Compare the best infrastructure mutual funds in India - ICICI Prudential Infrastructure, Nippon India Power & Infra, SBI Infrastructure, Quant Infrastructure and HDFC Infrastructure. Pure play on India's infra boom. Live NAV from RightAdvise.
Sorted by 5-year CAGR. Click any fund for full analysis - rolling returns, drawdown chart, NAV history and risk ratios.
If you had invested ₹1 lakh 5 years ago in each fund, here is how much it would be worth today. Calculated from 5 years of daily NAV in the RightAdvise database.
💡 What is AAUM? AAUM stands for Average Assets Under Management - the average value of all investor money a fund managed during a specific quarter. Reported to SEBI every quarter via AMFI. More reliable than a single-day AUM snapshot.
| Fund | NAV | AAUM | 1Y Return | 3Y CAGR | 5Y CAGR | 10Y CAGR | Max Drawdown | Sharpe (3Y) |
|---|---|---|---|---|---|---|---|---|
| ICICI Prudential Infrastructure Fund | ₹215.77 2026-06-04 | ₹7.6K Cr Jan–Mar 2026 | +2.9% | +22.8 % p.a. | +24.5 % p.a. | +18.8 % p.a. | -46.8% | 1.12 |
| Nippon India Power & Infra Fund | ₹412.68 2026-06-04 | ₹6.5K Cr Jan–Mar 2026 | +10.9% | +26.3 % p.a. | +24.4 % p.a. | +18.9 % p.a. | -53.2% | 1.19 |
| HDFC Infrastructure Fund | ₹51.72 2026-06-04 | ₹2.3K Cr Jan–Mar 2026 | -1.5% | +23.0 % p.a. | +22.4 % p.a. | +13.0 % p.a. | -63.1% | 1.11 |
| Quant Infrastructure Fund | ₹45.02 2026-06-04 | ₹2.8K Cr Jan–Mar 2026 | +11.4% | +22.6 % p.a. | +21.4 % p.a. | +21.6 % p.a. | -46.0% | 0.82 |
| SBI Infrastructure Fund | ₹54.77 2026-06-04 | ₹4.3K Cr Jan–Mar 2026 | +3.3% | +20.1 % p.a. | +19.6 % p.a. | +16.3 % p.a. | -42.1% | 1.03 |
Infrastructure Funds are sectoral/thematic funds that must invest at least 80% of their assets in equity of infrastructure sector companies. The infrastructure sector includes roads, highways, ports, airports, railways, power generation, power transmission, telecom, cement, steel, construction companies and related businesses. These are high-concentration thematic funds with significant government policy sensitivity.
Infrastructure funds are a direct bet on India's massive infrastructure build-out - one of the most powerful long-term investment themes in the country. The Indian government has committed to spending over ₹143 lakh crore on infrastructure under the National Infrastructure Pipeline through 2030. This covers roads (30,000+ km of national highways under construction), railways (Vande Bharat, bullet trains, new lines), airports (100 new airports planned), ports, urban metro networks, power grids and renewable energy projects.
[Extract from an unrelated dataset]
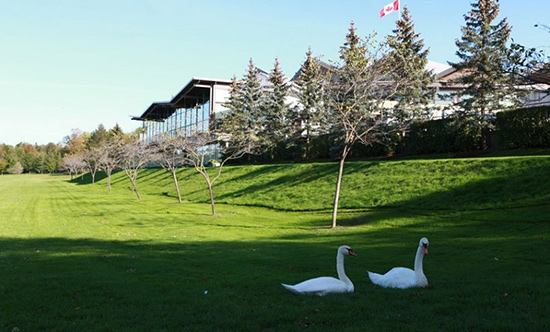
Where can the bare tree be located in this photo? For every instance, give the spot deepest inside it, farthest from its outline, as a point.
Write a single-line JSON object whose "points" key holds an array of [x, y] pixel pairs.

The infrastructure theme is broader than just construction companies. It encompasses cement manufacturers (demand driven by construction activity), steel companies (structural steel for bridges and buildings), power equipment makers, engineering companies (L&T, BHEL), port operators, airport operators and renewable energy companies. Infrastructure funds investing in this entire ecosystem can be powerful wealth creators during government-driven capex cycles - as seen in 2014-2018 and the current 2021-2027 capex upcycle.
Infrastructure fund returns in India are driven more by the government capex cycle than by individual stock selection. When the government increases infrastructure spending (as in 2014-2018 and 2021-present), infrastructure stocks boom regardless of which specific stocks the fund holds. When the government cuts capex (as in 2019-2020), infrastructure stocks fall across the board. Understanding where India is in the capex cycle is more important than comparing individual infrastructure funds. Currently (2024-2026), India is in a sustained capex upcycle - but history shows these cycles eventually end.